I get very antsy around Christmas time, and it’s not tied to any religious beliefs or lack thereof. It’s tied to the issues I have with modern society telling me I must spend, spend, spend or my loved ones won’t love me back.
Similarly, I have issues around Valentine’s Day, and around Mother’s and Father’s day. I long ago told my children not to spend money on Mother’s Day. If they love me, and appreciate me, then they can show me anytime they want, all year round. I don’t want Hallmark etc dictating to them to go spend their money on me at a certain time of year as this benefits no one but the retailers, and places additional stress, both financial and emotional, on everyone.
So, in a fit of pique one December, I scribbled this poem out on a Saturday morning just after getting out of bed. I’ve calmed down enough since then to share it with you. Am I just getting old and cranky, or am I seeing through all the smoke and mirrors of modern advertising/commerce etc?
MECCA
a poem about commercialism in modern society
by Jennifer Mosher
family day
and time to pay.
The masses come
flooding in
as the doors open.
The big, the small
the young, the old
jostling
heading to their preferred spots
where they will spend the next few hours
in earnest devotion.
This temple
with its shiny floors
so beautifully decorated
built so the disciples
can honour their god
Mr Lowy.
Yes, it’s Saturday
and Westfield opens
for another day.
Don’t get me wrong: I don’t blame Frank Lowy for our modern day ills. He has just been smart enough to capitalise on everything that’s been happening over the last 100 years, and to me, the malls which seem to eat whole suburbs are just representative of a lot of what is wrong with modern society. You see, when I read that Christmas presents are a relatively new thing (a less than 150 year old tradition in the western world), and that most of the other days which we ‘celebrate’ by buying people stuff are all pretty much the result of modern commercialism, I get really cranky.
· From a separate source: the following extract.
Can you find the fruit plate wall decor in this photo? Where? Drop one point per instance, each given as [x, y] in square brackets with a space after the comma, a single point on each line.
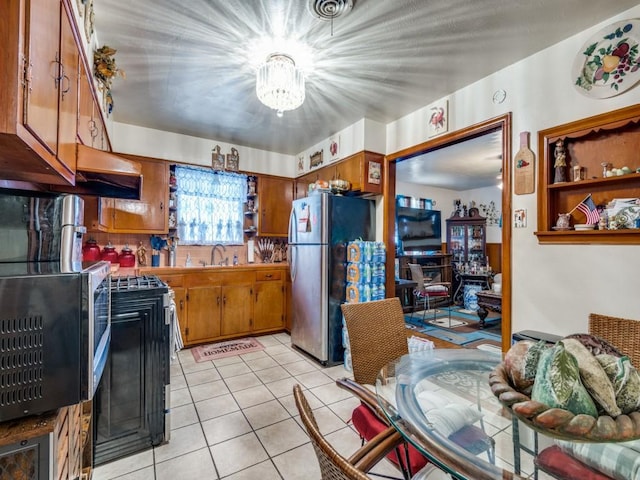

If I love my family, why do I have to spend time with them on Christmas Day in particular? Why is it that if I want to spend the day quietly doing housework instead, without having people over, it suggests that there’s something wrong with me? Why can’t we have a special day together when it suits us a family – regardless of the time of year? And why do we have to buy each other presents because someone died 2,000 years ago?! Seriously – how many people in the world today really celebrate Christmas with the true spirit that should be intended?
If you watch any American sit-com long enough, sooner or later there will be the ubiquitous Thanksgiving episode where everyone stresses out about Thanksgiving Day – who’s going where, who wants to do what, what are they going to eat, why do they have to put up with Aunty Betty? And so on and so on. So why do it? And the Valentine’s Day episode where some middle-aged woman ends up in tears because she thinks her husband isn’t going to send her flowers this year?
There is a liberation, an empowerment, in buying the things we want and need only as we want or need them, rather than having to adhere to modern society’s expectations; and there is a joy in giving gifts to loved ones simply because we saw something they would like or need, and we buy it and give it to them because we love them – at any time of the year.
And on the rare occasions my husband buys me flowers, I love it, because I know it’s genuine. He’s long since learned not to buy them after a fight – you can’t buy me back by giving me things, so don’t even try! Give me flowers because you love me and because they make me smile, and for no other reason; don’t do it to stop me being cranky with you – it will only make me madder!